Automate IPYNB to PDF Conversion: A CI/CD Guide with GitHub Actions
Stop converting notebooks by hand. Automate IPYNB to PDF conversion in CI/CD with GitHub Actions, GitLab CI, and pre-commit hooks. Includes a copy-pasteable workflow file.
- #automation
- #ci-cd
- #devops
If you're converting the same notebooks to PDF every week — for reports, documentation, or homework submissions — you're wasting time. Automation turns this into a zero-touch process: push a notebook, get a PDF back, move on with your day.
This guide covers three automation paths, from simplest to most powerful.
Path 1 — Pre-commit Hook (Local Automation)
The lightest-weight option. Every time you commit a notebook, a hook regenerates its PDF.
Install pre-commit:
pip install pre-commit
Create .pre-commit-config.yaml in your repo:
repos:
- repo: local
hooks:
- id: ipynb-to-pdf
name: Convert notebooks to PDF
entry: jupyter nbconvert --to webpdf
language: system
files: \.ipynb$
pass_filenames: true
Install once:
pre-commit install
Now every git commit that includes a .ipynb will regenerate its PDF. The catch: you need nbconvert + Playwright installed locally. See our LaTeX-free guide for setup.
Path 2 — GitHub Actions (Cloud Automation)

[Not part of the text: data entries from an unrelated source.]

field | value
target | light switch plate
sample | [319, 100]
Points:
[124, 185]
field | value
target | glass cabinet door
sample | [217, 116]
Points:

The most popular path for teams. Push a notebook, GitHub converts it to PDF and uploads it as an artifact.
Minimal Workflow
Create .github/workflows/notebook-pdf.yml:
name: Convert Notebooks to PDF
on:
push:
paths:
- 'notebooks/*.ipynb'
pull_request:
paths:
- 'notebooks/*.ipynb'
workflow_dispatch: # Manual trigger
jobs:
convert:
runs-on: ubuntu-latest
steps:
- uses: actions/checkout@v4
- uses: actions/setup-python@v5
with:
python-version: '3.12'
- name: Install nbconvert + Playwright
run: |
pip install "nbconvert[webpdf]"
playwright install chromium --with-deps
- name: Convert notebooks
run: |
mkdir -p pdfs
for nb in notebooks/*.ipynb; do
jupyter nbconvert --to webpdf "$nb" --output-dir pdfs/
done
- name: Upload PDFs
uses: actions/upload-artifact@v4
with:
name: notebook-pdfs
path: pdfs/*.pdf
retention-days: 30
Push a notebook, and within ~60 seconds GitHub will produce a downloadable PDF artifact.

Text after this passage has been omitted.